I think we can at last call the multithreaded spot detector finished. In the last month of her Honors Thesis work, Salika Dunatunga and I labored hard to accelerate the convolution step, and it is working great. This speedup is in addition to the earlier-reported speedup from using multiple threads to parallelize the detection task. The final result is, I have to say, really nice -- we get in the neighborhood of a 20x acceleration in Bisque of the detector phase. What once took 25-30 minutes now takes about one minute.

#### Smarter convolution

Convolution is really central to the spot detector, and accelerating that portion turned out to be relatively complicated. But let me first give some context. Convolution is a fundamental signal-processing operation; in our case, we use it to deliberately blur the image. (Why? Because an appropriate amount of blur makes tiny sprinkles of noise disappear. It hides irrelevant jitter we wish to ignore.) Computationally, convolution is like a number of famous processes (for example, sorting) in that there are dumb and smart ways to do it. The original version of the software was not just single-threaded, it was doing convolution the dumb way -- the most straightforward algorithmic interpretation of the mathematical definition -- and consequently, it was slow. The abovementioned time was mostly spent on convolution.

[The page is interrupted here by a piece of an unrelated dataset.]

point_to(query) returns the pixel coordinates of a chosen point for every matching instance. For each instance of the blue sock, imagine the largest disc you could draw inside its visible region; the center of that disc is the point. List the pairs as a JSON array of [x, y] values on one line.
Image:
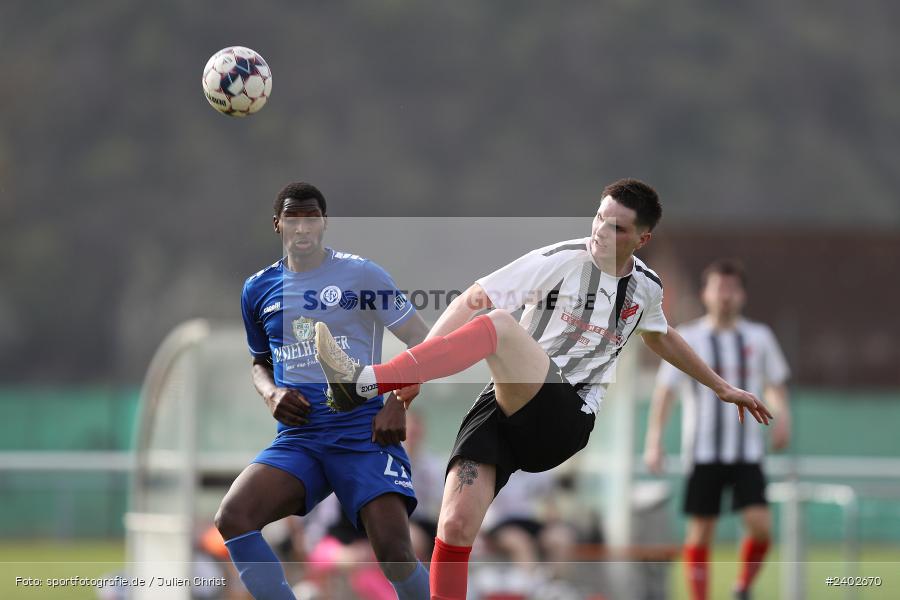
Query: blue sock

The first smart way to convolve is to exploit the natural *separability* of the Gaussian blurring operation. For mild, light quantities of blur, this method works great. It doesn't work with all forms of convolution, but it does apply for Gaussian blur. Unfortunately, as the size of the blurring kernel increases (i.e., when you want an even more unfocused result) the computational demands grow quadratically. That's what the blue line in the graph below shows: sigma represents the "heaviness" of the blur. If you want a really heavy blur, it's not the best algorithm (in this graph, up is bad and down is good).

There's another way to perform convolution, and it revolutionized the field of signal processing when it was discovered (or, rediscovered) in 1965 by Cooley and Tukey. It turns out there is a fast way to compute something called the discrete Fourier transform. That was a revolutionary discovery because if you so "transform" an image and a convolutional kernel into their Fourier representations, some very simple (read: *fast*) math yields a signal equal to . . . the transform of the convolved image! Ok, I realize that doesn't sound very exciting, but trust me, it is a big deal. Thus, by a somewhat byzantine-seeming series of operations, one can perform convolution. The tortuous path one must follow means there is extra overhead cost, but for heavy blur it is worth it: fast Fourier transform (FFT) convolution gets more costly with more blur, but the growth rate is smaller than a separable implementation. The orange line in the above graph shows the speed of Fourier-transform-based convolution with different quantities of blur.

As you can see on the above graph, the crossover point between the two methods is around a 24-pixel value for sigma in a Gaussian blur kernel, for our sort of system inputs. *Around twenty-four pixels* -- that is a very useful quantity to know! Because when the user requests a certain amount of blur, now we can select the faster of the two available methods: is it over 24 or not? The graph itself represents a great deal of work by Salika. That 24-pixel threshold depends on a number of factors and reasonable assumptions, and it might need to be revisited one day. Even if it is not exact, anyway, in the neighborhood of 24 pixels it is fair to expect that the two methods are roughly equal-performing, and that's all the empirical evidence we need to choose a good convolution method.

#### Thread-safe FFT convolution

While Salika was investigating the above phenomena, we painfully discovered our FFT convolution code was incompatible with our parallelized code. In other words, the FFT convolver we planned to use was not thread-safe. I've written before about empirically discovering that code is thread-unsafe, and it's always a disappointment. This threatened our grand plan of choosing the best convolution method based on blur-size. I set about seeking an thread-safe alternative. What I found was that the well-known library known as FFTW *does* offer limited re-entrant behavior, but only on its transform methods. None of its support methods! So I wrapped up the support methods in a nice class, figured out a good re-entrant interface for convolution using FFTW, tested it thoroughly, and integrated it into the spot detector. This was a lot of work, but the details aren't so interesting to recount. Anyway, the current revision of the spot detector now supports multi-threading both convolution implementations, which I think is impressive. One nettlesome unanswered question concerns the crossover point: as you might have perceived, the current libFFTW-based convolution is somewhat different from the implementation used to generate the above graph -- but I trust the performance difference is modest.

The multithreaded spot detector also needed a bit of spring cleaning. The source code had just undergone some significant remodeling, and there was the software equivalent of debris scattered here and there for me to tidy up. Another analogy would be that of a book editor. The manuscript was finished, but some paragraphs were too long, some didn't make perfect sense anymore in the context of other changes, and so on. For the past few days I've been identifying trouble-spots: places where the program could fall into an infinite loop (threads are tricky this way), clunky blocks of logic to be streamlined, gaps where potential error codes could go unnoticed -- cracks in the hull, you might say. I think the program is much more water-tight and seaworthy than it was a month ago. I've been testing it continuously while making changes, of course, and it seems ready to be tried out in production.